Mine get the best Grass hay and that is all they will eat. It has all the nutrients they need and you don't have to buy seperate hay for bucks and does.  Plus it does wonders for my doe's coats.


----------



## mnspinner (Aug 13, 2008)

Mine are on a tim/clover mix and doing well. I've also fed orchard grass and a tim/alfalfa/birdsfoot mix. I supplement grass hay with alfalfa pellets to pregnant/nursing does.


----------



## capriola-nd (Jul 6, 2008)

Kind of depends on what is available for us. . . right now we are feeding 2nd and 3rd cutting Orchard/Timothy mix -- awesome hay that the goats LOVE!  It is really green and super fine-stemmed.

A good grass mix is great for feeding the "average" goat. The more variety, the better, usually.


----------



## FunnyRiverFarm (Sep 13, 2008)

I like to use 2nd or 3rd cut grass mix for an all purpose hay. The does get alfalfa near the end of their pregnancies and while lactating.


----------



## LomaVerdeBoers (Oct 4, 2009)

Around here we feed Alfalfa with a little grass/weeds in it. As long as its fresh our boers will eat it.
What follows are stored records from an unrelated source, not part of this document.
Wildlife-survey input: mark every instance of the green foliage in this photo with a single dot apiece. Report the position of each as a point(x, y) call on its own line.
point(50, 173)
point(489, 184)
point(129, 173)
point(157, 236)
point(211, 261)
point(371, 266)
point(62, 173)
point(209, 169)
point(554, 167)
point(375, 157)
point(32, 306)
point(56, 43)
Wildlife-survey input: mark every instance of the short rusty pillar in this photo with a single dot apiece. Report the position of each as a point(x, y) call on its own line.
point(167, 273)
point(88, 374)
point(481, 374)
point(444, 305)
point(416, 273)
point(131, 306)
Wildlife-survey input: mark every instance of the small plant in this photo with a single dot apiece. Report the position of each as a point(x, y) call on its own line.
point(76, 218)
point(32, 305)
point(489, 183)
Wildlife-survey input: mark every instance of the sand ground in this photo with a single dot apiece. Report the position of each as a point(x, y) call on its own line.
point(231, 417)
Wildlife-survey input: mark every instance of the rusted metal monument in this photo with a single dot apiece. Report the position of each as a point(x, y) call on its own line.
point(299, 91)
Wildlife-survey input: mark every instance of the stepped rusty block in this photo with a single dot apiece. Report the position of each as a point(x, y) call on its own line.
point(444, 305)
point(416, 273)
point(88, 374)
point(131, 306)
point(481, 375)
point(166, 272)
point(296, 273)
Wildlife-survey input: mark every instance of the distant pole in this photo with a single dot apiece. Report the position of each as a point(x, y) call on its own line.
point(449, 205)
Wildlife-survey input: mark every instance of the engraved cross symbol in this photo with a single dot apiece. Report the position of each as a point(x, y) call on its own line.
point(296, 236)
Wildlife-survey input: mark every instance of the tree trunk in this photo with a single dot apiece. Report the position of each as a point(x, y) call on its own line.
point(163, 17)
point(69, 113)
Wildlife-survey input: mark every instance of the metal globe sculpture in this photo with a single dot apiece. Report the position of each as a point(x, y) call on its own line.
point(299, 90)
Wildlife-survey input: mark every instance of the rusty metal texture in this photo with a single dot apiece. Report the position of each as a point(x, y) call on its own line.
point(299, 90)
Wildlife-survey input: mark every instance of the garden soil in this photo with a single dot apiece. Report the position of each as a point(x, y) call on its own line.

I feed a little grain with it too.


----------



## CrossCreekTX (Aug 10, 2009)

Not really hay, but mine LOVE dried cornstalks. If for some reason I run out of hay, I can buy round bales of dried cornstalks very cheaply. They cleaned up my harvested corn patch. I didn't bother to cut the stalks, just turned the goats in. They are on excellent pasture of mixed grass, mostly coastal and crabgrass and access to an overgrown woodlot.


----------



## jay13 (Apr 12, 2009)

Alfalfa here runs $8 a bale and up! I can't afford it. Right now we are just feeding our girls orchard grass hay, whatever they feel like foraging in the fields (most is dead now tho) and a sweet grain mix with some sunflower seeds mixed in. The girls are hopefully preggo... do we really need to shell out for the alfalfa or will they be ok on what we have?


----------



## pennylullabelle (Nov 22, 2009)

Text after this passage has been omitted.